Friday, October 06, 2006

What I Did For Love

Yes, The Departed opens today. But I'm not going to talk about that. Instead, I'm going to ask what the hell is wrong with New York theatre critics. A Chorus Line, that old war-horse from 1975 has returned and after its opening night I sat down to read the reviews and they're mostly...not so great. Seems many are saying it's too much a copy of the original, but the dancers seem to be acting this time, whereas the original players were living their lives on stage. I beg to differ.

Even when one is playing one's life, if there's an audience while one is doing it, then one is acting. Okay, I didn't see the 1975 cast. By the time I saw it, Tommy Aguilar had taken over as Paul, and Eivin Harum was playing Zach, but it was still the show Michael Bennett had directed. The actors were not playing themselves, they were playing parts set down on the page for them, and they were charged with making those parts come to life. In my mind, that's what they did, just the way Jason Tam and Michael Berresse did in this revival. So for the NY Times critic to say "It doesn't feel fair to the cast members to have them stand in the same poses and the same clothes as their predecessors" seems a trivial point, at best. It may not be fair, but it's what is required in this particular show. Would this critic have preferred a radical rethinking of the piece, as we recently witnessed for Sweeney Todd? Would he like the dancers to play their own instruments as they tell us the tales of how they were sexually abused in 42nd Street theatres, or watched indifferent parents go about their separate lives?

This show is what it is: a moment in time when one director (Michael Bennett) had the thought to dig inside the minds of his cast and share all that he found with an audience.
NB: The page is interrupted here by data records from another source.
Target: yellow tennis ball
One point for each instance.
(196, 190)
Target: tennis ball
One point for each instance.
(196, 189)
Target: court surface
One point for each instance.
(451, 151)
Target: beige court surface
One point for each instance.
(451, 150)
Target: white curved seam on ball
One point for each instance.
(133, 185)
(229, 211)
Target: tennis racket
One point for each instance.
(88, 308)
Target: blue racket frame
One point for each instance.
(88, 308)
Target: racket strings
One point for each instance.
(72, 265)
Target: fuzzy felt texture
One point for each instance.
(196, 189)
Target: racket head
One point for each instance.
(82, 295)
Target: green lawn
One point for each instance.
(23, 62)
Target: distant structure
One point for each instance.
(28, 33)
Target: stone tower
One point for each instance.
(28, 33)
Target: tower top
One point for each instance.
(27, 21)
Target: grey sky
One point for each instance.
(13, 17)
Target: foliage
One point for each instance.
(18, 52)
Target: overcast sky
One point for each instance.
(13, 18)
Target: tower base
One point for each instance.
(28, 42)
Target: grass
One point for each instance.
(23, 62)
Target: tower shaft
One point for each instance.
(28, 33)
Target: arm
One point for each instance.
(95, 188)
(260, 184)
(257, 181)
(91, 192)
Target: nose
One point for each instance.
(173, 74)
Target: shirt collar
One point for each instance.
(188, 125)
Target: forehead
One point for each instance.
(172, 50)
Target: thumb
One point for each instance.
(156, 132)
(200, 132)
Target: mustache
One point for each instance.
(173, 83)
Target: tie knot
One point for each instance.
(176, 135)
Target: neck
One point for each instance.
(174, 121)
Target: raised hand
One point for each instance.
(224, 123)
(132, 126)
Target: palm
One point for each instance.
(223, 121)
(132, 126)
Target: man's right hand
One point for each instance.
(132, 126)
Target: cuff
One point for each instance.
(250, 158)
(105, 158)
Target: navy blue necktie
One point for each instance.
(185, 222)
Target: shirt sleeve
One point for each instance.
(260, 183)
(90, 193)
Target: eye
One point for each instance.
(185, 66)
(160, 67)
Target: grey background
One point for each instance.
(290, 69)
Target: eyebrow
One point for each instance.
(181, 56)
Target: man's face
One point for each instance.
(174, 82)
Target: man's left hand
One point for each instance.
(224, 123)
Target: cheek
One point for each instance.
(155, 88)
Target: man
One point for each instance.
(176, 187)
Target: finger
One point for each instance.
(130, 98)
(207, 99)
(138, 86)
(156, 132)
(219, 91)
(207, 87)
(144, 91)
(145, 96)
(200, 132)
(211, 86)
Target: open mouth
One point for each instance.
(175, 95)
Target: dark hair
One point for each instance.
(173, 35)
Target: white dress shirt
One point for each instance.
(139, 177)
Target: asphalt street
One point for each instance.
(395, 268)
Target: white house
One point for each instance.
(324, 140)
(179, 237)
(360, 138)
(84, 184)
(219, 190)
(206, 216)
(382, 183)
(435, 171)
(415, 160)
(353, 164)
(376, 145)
I mean, really, is any audition actually like the one we witness on stage; where the director forces each job applicant to reveal embarrassing, humiliating, personal events from their past to show how unique and individual they are in the hope of attaining a chance to blend into a chorus line of unknowns behind some unnamed star? Um, no. Michael Bennett just thought it would be neat for an audience to see what dancers go through in their lives on the way to kicking up their heels on the Great White Way.

So this production is the same as it was in 1975, with replicated costumes, lighting and choreography. Sometimes revivals do that - they show you what all the fuss was about for the original audiences. And sometimes Coriolanus is performed in Matrix-like black leather jackets with Christopher Walken spewing Shakespeare's lines to a percussive accompaniment. Both kinds of revival are valid and both can be illuminating. In the case of the new Chorus Line, its illumination is on the validity of the rabid success of the original. We see 16 years later, why this little show about dancers is One Singular Sensation.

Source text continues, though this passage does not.